The "I take everything seriously when it comes to my child" mom acts more like an agent than a mother. She will call up for registration and ask if she needs to bring a resume and headshots to the first day of class. No, she is not kidding. She will then go on for about 10 minutes about how wonderful her precious Nate is. And yes, her child's name is something douchy that will look good on the cover of Teen Beat in 10 years when he is the heartthrob she is grooming him to be. Like Nate or Corey or Ashton or Everett. He will, of course, drop his last name and go by his middle name, equally as douchy, so you end up with Nate Benjamin, Corey Lawrence, Ashton Scott, and Everett Michael. No Goldstein has ever been the next Leo. On the first day of classes, mom will seek out the director of the school, bypassing teachers and assistants, to discuss little Nate's potential directly. She has no regard for time and will literally talk to the director, regardless of classes starting or other parents, as long as she feels is necessary. This undetermined amout of time is genarally about 20 minutes per parent, which is great when the class is an hour long.

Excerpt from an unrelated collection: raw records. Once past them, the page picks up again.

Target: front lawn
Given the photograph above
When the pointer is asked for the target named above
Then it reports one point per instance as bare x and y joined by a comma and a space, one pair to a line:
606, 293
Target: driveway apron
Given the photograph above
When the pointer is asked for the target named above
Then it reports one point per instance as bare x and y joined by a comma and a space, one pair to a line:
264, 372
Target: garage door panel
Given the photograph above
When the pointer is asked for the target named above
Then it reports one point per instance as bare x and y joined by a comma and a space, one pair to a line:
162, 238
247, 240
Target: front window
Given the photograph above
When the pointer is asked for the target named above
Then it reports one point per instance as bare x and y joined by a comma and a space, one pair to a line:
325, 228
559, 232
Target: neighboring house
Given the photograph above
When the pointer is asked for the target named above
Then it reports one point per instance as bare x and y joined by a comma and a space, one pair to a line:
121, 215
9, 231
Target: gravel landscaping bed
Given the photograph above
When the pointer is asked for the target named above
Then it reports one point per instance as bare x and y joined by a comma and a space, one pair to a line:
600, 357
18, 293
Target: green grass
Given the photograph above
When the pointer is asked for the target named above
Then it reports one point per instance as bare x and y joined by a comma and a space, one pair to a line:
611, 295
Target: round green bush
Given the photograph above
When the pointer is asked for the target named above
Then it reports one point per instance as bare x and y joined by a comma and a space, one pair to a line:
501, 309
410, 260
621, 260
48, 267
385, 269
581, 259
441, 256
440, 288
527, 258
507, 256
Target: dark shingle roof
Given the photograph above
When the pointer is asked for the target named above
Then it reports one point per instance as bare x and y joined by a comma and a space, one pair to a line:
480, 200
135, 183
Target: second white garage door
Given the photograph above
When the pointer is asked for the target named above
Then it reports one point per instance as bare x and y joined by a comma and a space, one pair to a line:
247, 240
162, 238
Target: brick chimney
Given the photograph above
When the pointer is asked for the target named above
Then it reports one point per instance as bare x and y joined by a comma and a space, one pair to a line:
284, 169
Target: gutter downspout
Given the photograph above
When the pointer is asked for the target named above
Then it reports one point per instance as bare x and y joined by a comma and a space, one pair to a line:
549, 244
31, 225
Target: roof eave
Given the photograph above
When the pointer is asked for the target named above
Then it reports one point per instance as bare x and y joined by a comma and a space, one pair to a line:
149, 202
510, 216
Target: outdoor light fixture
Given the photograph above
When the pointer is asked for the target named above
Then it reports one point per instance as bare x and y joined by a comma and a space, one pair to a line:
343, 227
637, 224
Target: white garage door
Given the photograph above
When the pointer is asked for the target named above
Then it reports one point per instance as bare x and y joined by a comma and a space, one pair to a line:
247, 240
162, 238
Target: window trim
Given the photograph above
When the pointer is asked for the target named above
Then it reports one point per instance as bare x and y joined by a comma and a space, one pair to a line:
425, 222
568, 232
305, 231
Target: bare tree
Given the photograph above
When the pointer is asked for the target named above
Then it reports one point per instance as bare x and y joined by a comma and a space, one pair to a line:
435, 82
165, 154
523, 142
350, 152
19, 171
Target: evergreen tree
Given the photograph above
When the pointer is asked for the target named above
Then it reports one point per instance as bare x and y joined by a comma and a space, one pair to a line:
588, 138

And finally, the "my child is living the dream I never could" mom will call to register her child and spend hours on the phone with you discussing how she has always loved theater. Her favorite role was Dolly in Hello Dolly and she really got a great number of compliments on her interpretation of the text, but unfortunately, a career as an actress wasn't in the cards for her. But little Emma (a name made popular thanks to the Friends phenomenon) is very excited to start her musical theater career and would really like to follow in her mother's footsteps. When you ask for an emergency contact number, instead of giving us her cell phone, she'll recommend contacting Stanley Lieberman, Emma's agent. While Emma is in class, this mom will insist on talking to you about the time she played Catherine in Pippin or Sandy in Grease and discuss all the things she knows and can help out with. She'll offer herself as a voice coach for the class or as an accompaniest, or a choreographer. She'll then want to know if you're planning on offering adult classes any time soon because, if not, she'd be more than willing to teach them. She did play Adalaide in Guys and Dolls before she got pregnant and had to give up the auditioning.
And these women, my friends, are the reasons why I will never ever, under any circumstances, be a stage mom. And also why I have taken to keeping a flask with me Mondays, Tuesdays, and Wednesdays.